Quoiqu'il y eût bien des subdivisions à faire à l'ordre des temps ou à celui des matières, si vous vouliez composer un traité suivi de toutes vos observations sur chaque article; cependant cette distinction des articles différents formera toujours un premier arrangement qui ne sera pas fort embarrassant dans le temps que vous écrirez vos remarques, et qui suffira peut-être pour vous les faire retrouver assez aisément lorsque vous serez obligé d'en faire usage.

La seconde méthode, que je trouve encore plus courte et plus

simple, est d'écrire tout de suite les choses qui vous paraîtront mériter d'être extraites, et de marquer à côté de chaque extrait, sur une grande marge, la matière à laquelle il doit être rapporté.
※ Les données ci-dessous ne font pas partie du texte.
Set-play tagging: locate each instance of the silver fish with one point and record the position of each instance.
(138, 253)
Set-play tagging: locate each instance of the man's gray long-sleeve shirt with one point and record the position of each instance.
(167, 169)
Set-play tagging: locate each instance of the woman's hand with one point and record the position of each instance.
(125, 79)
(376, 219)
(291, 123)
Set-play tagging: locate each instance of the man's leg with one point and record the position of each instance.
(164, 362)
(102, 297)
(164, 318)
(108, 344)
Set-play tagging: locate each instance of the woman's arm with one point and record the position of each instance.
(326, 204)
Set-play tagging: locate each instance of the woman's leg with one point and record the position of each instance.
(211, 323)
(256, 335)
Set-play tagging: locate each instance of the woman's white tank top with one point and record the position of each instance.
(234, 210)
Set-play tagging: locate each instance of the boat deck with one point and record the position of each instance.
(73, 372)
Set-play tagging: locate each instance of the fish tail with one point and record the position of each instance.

Dans le temps que l'on fait ses recueils, il n'est pas possible de trouver une méthode plus facile; et, pour peu que l'on ait essayé de vouloir d'abord arranger ses recueils par matières, en les faisant sur des feuilles de papier ou sur des cartes séparées, on a bientôt éprouvé l'embarras inséparable de cette méthode lorsque les recueils commencent à grossir. Il faut avoir toujours présents les différents titres qu'on a déjà employés, pour y rapporter exactement ce qui regarde la même matière; et, ce qui est encore plus importun, il faut avoir toujours devant soi une multitude de feuilles ou de cartes détachées; et le cabinet d'un homme de lettres devient bientôt, ou l'antre de la sibylle, dont les feuilles turbata volant rapidis ludibria ventis, ou la boutique confuse et dérangée d'un cartier.

Vous retomberiez même insensiblement dans cet inconvénient en suivant la première méthode, parce qu'il se trouverait des articles si chargés de remarques, que vous ne pourriez presque vous dispenser d'y faire des subdivisions qui peu à peu vous jetteraient dans la même confusion.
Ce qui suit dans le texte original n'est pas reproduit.